Why a significant correction is still a real risk
If the productivity gains, revenue growth and business-model realisations fall well short of expectations, valuations could drop sharply.
If many AI projects fail to scale, or structural bottlenecks like power, data, and chip supply emerge, there are warning signs on that front.
If investor sentiment turns, narrative-driven valuations can unwind rapidly. Research on bubbles shows herding, momentum trading, and optimism cycles.
Smaller “AI-labelled” companies may be extremely overvalued and vulnerable; while the big ones may survive, many minnows could collapse.
No market crash happens uniformly; even if the largest firms hold up, valuations could contract by 30-50% or more in the sector.
In short, I judge an all-out 80 % wipe-out across the big tech and AI segment to be unlikely, but I would certainly regard a double-digit percentage correction (say 20-30 %) as plausible if expectations mis-align and adoption lags.
Takeaways
1. Quantitative Easing and central bank tools matter:
Systemic risk may be mitigated compared to 2000 due to the tried and tested, powerful tools at the disposal of Central banks in times of crisis. However, it also implies that markets may become more reliant on monetary largesse, which tends to be a moral-hazard issue.

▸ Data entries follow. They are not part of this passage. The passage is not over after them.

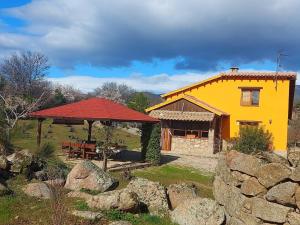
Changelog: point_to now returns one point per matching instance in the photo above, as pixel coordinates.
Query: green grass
(24, 135)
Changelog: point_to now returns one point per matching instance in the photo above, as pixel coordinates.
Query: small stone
(272, 173)
(269, 211)
(198, 211)
(89, 215)
(296, 174)
(293, 218)
(252, 187)
(180, 192)
(283, 193)
(123, 200)
(294, 157)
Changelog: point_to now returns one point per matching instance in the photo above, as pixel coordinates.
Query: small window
(250, 97)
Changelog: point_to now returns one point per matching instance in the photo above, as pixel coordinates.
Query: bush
(153, 149)
(252, 139)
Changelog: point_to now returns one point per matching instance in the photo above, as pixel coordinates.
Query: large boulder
(198, 211)
(242, 162)
(180, 192)
(297, 197)
(294, 157)
(79, 194)
(252, 187)
(86, 175)
(39, 190)
(20, 160)
(272, 173)
(4, 190)
(283, 193)
(269, 211)
(3, 162)
(152, 195)
(123, 200)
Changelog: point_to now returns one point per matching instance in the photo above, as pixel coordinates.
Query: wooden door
(166, 139)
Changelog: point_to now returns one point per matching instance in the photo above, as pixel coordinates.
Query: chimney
(234, 69)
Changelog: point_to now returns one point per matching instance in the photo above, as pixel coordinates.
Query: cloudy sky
(155, 45)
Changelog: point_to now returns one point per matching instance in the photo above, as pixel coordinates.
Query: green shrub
(153, 149)
(252, 139)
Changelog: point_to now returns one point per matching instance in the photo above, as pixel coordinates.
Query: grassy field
(21, 209)
(24, 135)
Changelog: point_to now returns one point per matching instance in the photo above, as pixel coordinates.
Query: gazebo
(91, 110)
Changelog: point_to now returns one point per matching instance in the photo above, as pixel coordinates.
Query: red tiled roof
(261, 74)
(94, 109)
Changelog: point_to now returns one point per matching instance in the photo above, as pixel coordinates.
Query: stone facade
(194, 146)
(257, 190)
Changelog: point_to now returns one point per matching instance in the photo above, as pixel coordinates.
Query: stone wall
(262, 189)
(193, 146)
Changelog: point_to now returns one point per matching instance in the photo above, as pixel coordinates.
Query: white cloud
(116, 32)
(159, 83)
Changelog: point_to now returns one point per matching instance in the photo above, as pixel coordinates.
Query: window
(250, 96)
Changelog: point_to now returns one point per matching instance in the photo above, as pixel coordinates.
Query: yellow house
(202, 117)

2. Narrative-driven valuations are more dominant now:
The story around AI is driving valuations. But that also means when the narrative fades, valuations can tumble. Hype-driven markets have limited tolerance for disappointment.
3. Diversification remains wise:
Since the risk is asymmetric, even if the most prominent AI companies avoid collapse, many smaller firms may suffer. And even the large firms could face earnings disappointments that dent valuations. Therefore, diversification across asset classes, geographies, and sectors remains important.
4. Don’t assume identical mechanics to 2000:
While the parallels are strong, the context is different in key metrics like profitability, large-cap strength, macro tools, and globalisation. Therefore designing your risk-management based on a perfect 80% collapse scenario may be misled. The correction might instead be more moderate or manifest differently. For instance, a multi-year period of under-performance rather than a single crash.
Time horizon matters: If you are a long-term investor (10+ years) you might tolerate more volatility and see AI as structural change. If you have a shorter horizon, you might consider trimming exposure or increasing hedges.
Stay alert to signals: Key red-flags: flattening revenue growth despite high capex, major cost-overruns in AI infrastructure, key regulatory headwinds, and media narrative turning negative.
Avoid trying to time the peak: Bubbles often “end” with a melt-up (everyone jumps in) before the correction. Recognising the top is extremely difficult so its better to control risk proactively rather than reactively.
Concluding Remarks
We very likely are in a geo-political and technological boom with bubble-like attributes (exuberant valuations, narrative dominance, heavy capital flows). However, whether it pops like the dot-com bubble (−80 % across the board) is far less certain because the structure today is fundamentally different; the large players are more robust, and policy tools are far more entrenched.
What is far more plausible is a significant correction perhaps a drop of 30-50% in valuations for many AI-labelled companies, or a multi-year period of under-performance for the sector. As such, prudence suggests that investors should not assume everything will continue to rise unchecked, and should take risk-mitigation measures accordingly: diversification, selective exposure, and monitoring fundamentals.
In short, the “bubble” may not explode in a dramatic single event, but it may deflate or shift in ways that cause meaningful losses for those over-exposed. Being prepared is more important than being certain of the timing.